It is $O(\log^2 \frac{\text{dividend}}{\text{divisor}})$.
The inner loop clearly takes at most $O(\log \frac{\text{dividend}}{\text{divisor}})$ time since initially $k= \text{divisor}$ and it is doubled at every iteration.
The outer loop requires at most $O(\log \frac{\text{dividend}}{\text{divisor}})$ iterations since the inner loop subtracts from $\text{dividend}$ the highest multiple $x = k \cdot \text{divisor}$ such that $k=2^i - 1$ for some integer $i$ and $x \le \text{dividend}$.

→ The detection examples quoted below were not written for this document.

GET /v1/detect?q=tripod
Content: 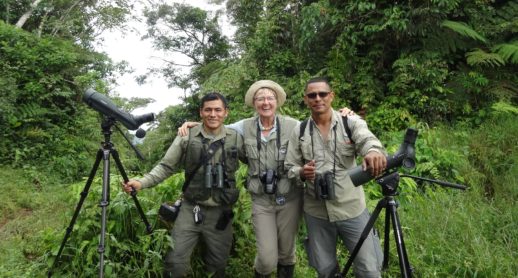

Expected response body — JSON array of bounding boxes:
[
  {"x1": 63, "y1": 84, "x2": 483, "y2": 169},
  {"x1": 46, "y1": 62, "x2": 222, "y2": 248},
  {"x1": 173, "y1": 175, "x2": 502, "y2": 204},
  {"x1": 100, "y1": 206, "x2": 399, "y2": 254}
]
[
  {"x1": 48, "y1": 117, "x2": 152, "y2": 277},
  {"x1": 337, "y1": 172, "x2": 466, "y2": 277}
]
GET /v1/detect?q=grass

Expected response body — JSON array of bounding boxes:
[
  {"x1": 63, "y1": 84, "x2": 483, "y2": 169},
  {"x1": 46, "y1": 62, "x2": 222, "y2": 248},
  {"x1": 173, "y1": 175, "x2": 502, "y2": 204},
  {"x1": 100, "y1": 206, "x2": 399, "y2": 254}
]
[
  {"x1": 0, "y1": 116, "x2": 518, "y2": 277},
  {"x1": 0, "y1": 167, "x2": 68, "y2": 277}
]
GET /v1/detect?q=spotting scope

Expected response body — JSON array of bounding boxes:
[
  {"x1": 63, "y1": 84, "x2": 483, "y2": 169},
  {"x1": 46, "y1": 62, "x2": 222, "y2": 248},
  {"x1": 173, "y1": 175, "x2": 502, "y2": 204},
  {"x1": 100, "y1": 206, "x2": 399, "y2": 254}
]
[
  {"x1": 83, "y1": 89, "x2": 155, "y2": 130},
  {"x1": 348, "y1": 128, "x2": 417, "y2": 186}
]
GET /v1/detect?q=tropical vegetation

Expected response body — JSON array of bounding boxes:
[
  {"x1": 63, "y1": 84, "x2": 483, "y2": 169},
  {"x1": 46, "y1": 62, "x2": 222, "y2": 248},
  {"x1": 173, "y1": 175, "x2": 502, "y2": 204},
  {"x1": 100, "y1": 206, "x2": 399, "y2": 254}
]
[{"x1": 0, "y1": 0, "x2": 518, "y2": 277}]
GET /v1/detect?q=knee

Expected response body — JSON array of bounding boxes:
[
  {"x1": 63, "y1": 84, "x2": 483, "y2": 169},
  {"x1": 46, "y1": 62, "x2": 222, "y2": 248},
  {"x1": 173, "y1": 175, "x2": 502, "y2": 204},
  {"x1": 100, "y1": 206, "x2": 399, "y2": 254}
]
[
  {"x1": 164, "y1": 252, "x2": 190, "y2": 278},
  {"x1": 255, "y1": 255, "x2": 277, "y2": 274},
  {"x1": 316, "y1": 263, "x2": 339, "y2": 278}
]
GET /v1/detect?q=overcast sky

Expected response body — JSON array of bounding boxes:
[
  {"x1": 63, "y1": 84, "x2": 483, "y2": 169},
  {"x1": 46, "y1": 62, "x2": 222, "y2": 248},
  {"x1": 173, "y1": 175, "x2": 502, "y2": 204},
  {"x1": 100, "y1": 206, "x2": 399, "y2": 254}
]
[{"x1": 98, "y1": 0, "x2": 233, "y2": 114}]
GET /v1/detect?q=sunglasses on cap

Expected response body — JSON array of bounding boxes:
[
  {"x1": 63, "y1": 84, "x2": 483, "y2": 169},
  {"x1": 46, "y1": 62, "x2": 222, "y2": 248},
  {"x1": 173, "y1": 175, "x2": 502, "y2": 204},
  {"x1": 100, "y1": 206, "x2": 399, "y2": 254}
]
[{"x1": 306, "y1": 92, "x2": 331, "y2": 99}]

This is true because initially $k \le \log ( 1+ \frac{\text{dividend}}{\text{divisor}})$ and the same value of $i$ cannot be selected more than two times in a row since $3 \cdot (2^i - 1) = 3 \cdot 2^i - 3 = 2^{i+1} + (2^i-3) \ge 2^{i+1} - 1$.

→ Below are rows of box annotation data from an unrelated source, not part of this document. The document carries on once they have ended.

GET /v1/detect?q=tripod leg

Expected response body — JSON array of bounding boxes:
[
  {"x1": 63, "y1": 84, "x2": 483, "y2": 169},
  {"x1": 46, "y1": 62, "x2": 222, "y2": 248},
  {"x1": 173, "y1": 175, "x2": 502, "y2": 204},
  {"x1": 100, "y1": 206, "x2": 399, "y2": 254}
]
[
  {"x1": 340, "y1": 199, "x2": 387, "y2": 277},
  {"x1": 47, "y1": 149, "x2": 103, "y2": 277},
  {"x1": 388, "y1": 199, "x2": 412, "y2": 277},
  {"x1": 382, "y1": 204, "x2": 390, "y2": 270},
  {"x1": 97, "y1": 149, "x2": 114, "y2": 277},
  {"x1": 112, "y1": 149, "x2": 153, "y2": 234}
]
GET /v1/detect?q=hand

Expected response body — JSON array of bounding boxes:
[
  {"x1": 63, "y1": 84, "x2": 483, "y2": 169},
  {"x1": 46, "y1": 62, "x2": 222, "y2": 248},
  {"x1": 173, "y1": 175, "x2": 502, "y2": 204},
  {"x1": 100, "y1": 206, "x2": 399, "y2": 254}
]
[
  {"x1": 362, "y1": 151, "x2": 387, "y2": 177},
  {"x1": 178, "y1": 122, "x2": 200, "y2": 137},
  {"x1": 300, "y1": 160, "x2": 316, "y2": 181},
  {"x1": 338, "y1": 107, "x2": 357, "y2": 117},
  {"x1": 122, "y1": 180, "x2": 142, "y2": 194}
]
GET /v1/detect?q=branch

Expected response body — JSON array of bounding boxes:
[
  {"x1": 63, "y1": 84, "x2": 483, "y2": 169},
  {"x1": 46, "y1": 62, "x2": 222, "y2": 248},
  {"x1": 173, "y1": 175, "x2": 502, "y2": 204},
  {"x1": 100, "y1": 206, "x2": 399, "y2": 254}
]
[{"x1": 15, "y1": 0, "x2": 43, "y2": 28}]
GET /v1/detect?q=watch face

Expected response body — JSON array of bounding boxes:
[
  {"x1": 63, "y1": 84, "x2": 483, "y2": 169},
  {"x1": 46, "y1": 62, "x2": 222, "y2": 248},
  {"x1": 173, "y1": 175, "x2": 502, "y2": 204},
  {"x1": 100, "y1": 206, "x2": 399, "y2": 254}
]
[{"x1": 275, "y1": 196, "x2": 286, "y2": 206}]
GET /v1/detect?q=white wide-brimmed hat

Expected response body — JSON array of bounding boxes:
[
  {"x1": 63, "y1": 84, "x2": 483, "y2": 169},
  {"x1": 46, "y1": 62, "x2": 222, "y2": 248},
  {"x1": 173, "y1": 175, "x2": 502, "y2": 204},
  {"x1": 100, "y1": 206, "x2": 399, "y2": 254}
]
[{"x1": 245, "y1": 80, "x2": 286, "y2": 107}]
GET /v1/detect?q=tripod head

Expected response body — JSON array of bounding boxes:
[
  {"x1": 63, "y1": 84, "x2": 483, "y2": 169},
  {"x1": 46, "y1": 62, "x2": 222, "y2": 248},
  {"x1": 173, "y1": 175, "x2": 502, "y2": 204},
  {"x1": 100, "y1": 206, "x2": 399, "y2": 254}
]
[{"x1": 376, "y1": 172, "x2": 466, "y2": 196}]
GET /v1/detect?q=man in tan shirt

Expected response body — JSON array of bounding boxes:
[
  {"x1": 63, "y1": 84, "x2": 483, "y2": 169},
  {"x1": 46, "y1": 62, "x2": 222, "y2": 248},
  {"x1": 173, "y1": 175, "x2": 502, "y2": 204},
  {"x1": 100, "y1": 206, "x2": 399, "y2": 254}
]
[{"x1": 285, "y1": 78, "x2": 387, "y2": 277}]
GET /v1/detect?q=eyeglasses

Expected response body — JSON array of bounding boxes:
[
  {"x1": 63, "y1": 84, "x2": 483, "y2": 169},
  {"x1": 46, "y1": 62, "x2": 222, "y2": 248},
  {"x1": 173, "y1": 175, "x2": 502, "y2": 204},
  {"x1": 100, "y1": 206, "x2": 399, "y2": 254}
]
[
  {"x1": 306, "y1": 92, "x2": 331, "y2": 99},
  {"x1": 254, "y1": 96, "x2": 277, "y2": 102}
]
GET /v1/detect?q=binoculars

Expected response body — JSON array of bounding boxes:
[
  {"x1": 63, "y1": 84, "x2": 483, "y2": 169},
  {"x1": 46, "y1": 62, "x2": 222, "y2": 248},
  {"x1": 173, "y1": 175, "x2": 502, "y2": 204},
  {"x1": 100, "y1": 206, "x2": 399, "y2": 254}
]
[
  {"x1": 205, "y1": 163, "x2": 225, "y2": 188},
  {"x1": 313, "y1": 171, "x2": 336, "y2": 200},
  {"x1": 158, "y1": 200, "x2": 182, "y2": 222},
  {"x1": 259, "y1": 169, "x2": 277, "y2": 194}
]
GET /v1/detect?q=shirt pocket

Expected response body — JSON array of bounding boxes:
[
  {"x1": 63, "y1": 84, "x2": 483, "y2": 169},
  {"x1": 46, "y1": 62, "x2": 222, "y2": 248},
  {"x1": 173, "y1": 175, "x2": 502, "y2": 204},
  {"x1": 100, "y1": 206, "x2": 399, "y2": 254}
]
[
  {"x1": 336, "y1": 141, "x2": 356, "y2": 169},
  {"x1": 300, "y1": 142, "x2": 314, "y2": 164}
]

This analysis is tight in the following sense:
let $\text{divisor}=1$ and $S_j = \sum_{i=0}^j (2^i - 1)$. Let $\text{dividend}= S_\ell$ for some $\ell \ge 2$ of choice.
Clearly $S_j > 2^j - 1$. Moreover, we can show by induction on $j$ that $S_j < 2^{j+1}-1$.

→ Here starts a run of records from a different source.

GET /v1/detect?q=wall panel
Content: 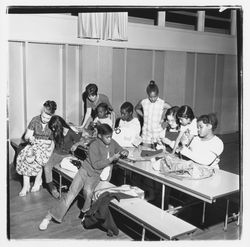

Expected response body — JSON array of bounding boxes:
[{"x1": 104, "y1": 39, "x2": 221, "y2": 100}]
[
  {"x1": 126, "y1": 49, "x2": 152, "y2": 108},
  {"x1": 184, "y1": 53, "x2": 196, "y2": 107},
  {"x1": 194, "y1": 54, "x2": 215, "y2": 116},
  {"x1": 213, "y1": 55, "x2": 224, "y2": 133},
  {"x1": 221, "y1": 55, "x2": 238, "y2": 133},
  {"x1": 154, "y1": 51, "x2": 165, "y2": 99},
  {"x1": 98, "y1": 47, "x2": 113, "y2": 104},
  {"x1": 26, "y1": 44, "x2": 63, "y2": 123},
  {"x1": 9, "y1": 42, "x2": 26, "y2": 138},
  {"x1": 112, "y1": 48, "x2": 126, "y2": 116},
  {"x1": 164, "y1": 51, "x2": 186, "y2": 106},
  {"x1": 65, "y1": 45, "x2": 81, "y2": 124}
]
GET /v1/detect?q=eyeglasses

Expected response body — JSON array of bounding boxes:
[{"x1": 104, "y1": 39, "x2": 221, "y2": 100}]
[{"x1": 115, "y1": 127, "x2": 121, "y2": 134}]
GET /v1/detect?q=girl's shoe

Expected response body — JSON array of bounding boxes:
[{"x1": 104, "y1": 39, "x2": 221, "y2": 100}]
[
  {"x1": 51, "y1": 188, "x2": 60, "y2": 199},
  {"x1": 31, "y1": 180, "x2": 42, "y2": 192},
  {"x1": 39, "y1": 216, "x2": 51, "y2": 231},
  {"x1": 19, "y1": 186, "x2": 30, "y2": 197}
]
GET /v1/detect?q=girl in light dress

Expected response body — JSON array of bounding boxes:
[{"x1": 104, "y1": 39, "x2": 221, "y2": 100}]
[{"x1": 16, "y1": 100, "x2": 57, "y2": 196}]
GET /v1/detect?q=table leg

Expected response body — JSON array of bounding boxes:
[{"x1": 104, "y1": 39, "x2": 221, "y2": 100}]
[
  {"x1": 201, "y1": 202, "x2": 206, "y2": 225},
  {"x1": 141, "y1": 226, "x2": 145, "y2": 241},
  {"x1": 123, "y1": 169, "x2": 127, "y2": 184},
  {"x1": 224, "y1": 199, "x2": 229, "y2": 231},
  {"x1": 59, "y1": 173, "x2": 62, "y2": 198},
  {"x1": 161, "y1": 184, "x2": 165, "y2": 210}
]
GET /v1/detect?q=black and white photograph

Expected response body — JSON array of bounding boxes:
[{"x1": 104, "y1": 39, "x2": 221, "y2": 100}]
[{"x1": 1, "y1": 1, "x2": 246, "y2": 245}]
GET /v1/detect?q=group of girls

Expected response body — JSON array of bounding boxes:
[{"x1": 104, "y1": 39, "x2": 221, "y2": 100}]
[{"x1": 16, "y1": 81, "x2": 223, "y2": 230}]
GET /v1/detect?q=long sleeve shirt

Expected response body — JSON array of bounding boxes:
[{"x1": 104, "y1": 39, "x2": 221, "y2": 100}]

The base case $j=0$ is trivial: $S_0 = 0 < 2^1 - 1 = 1$.
Suppose now that the claim is true for $j-1$:
We have $S_j = S_{j-1} + (2^j - 1) < 2^j - 1 + (2^j - 1) = 2^{j+1} - 2$.
This means that when divisor is $S_j$, the inner loop will subtract $2^{k}-1$ where $k=j$ (in $k-1$ iterations), and the divisor will become $S_{j-1}$. It follows that $\ell$ iterations of the outer loop are needed to reach $S_0 = 0$.
The overall number of iterations of the inner loop is then:
$$
\sum_{i=1}^\ell (i-1) = \sum_{i=0}^{\ell-1} i = \frac{\ell (\ell-1)}{2} = \Theta(\ell^2).
$$
But $\ell \ge \log S_\ell$, since $S_\ell$ has at least $\ell$ binary digits and hence the above quantity is $\Omega(\log^2 S_\ell) = \Omega(\log^2 \text{dividend}) = \Omega(\log^2 \frac{\text{dividend}}{\text{divisor}})$.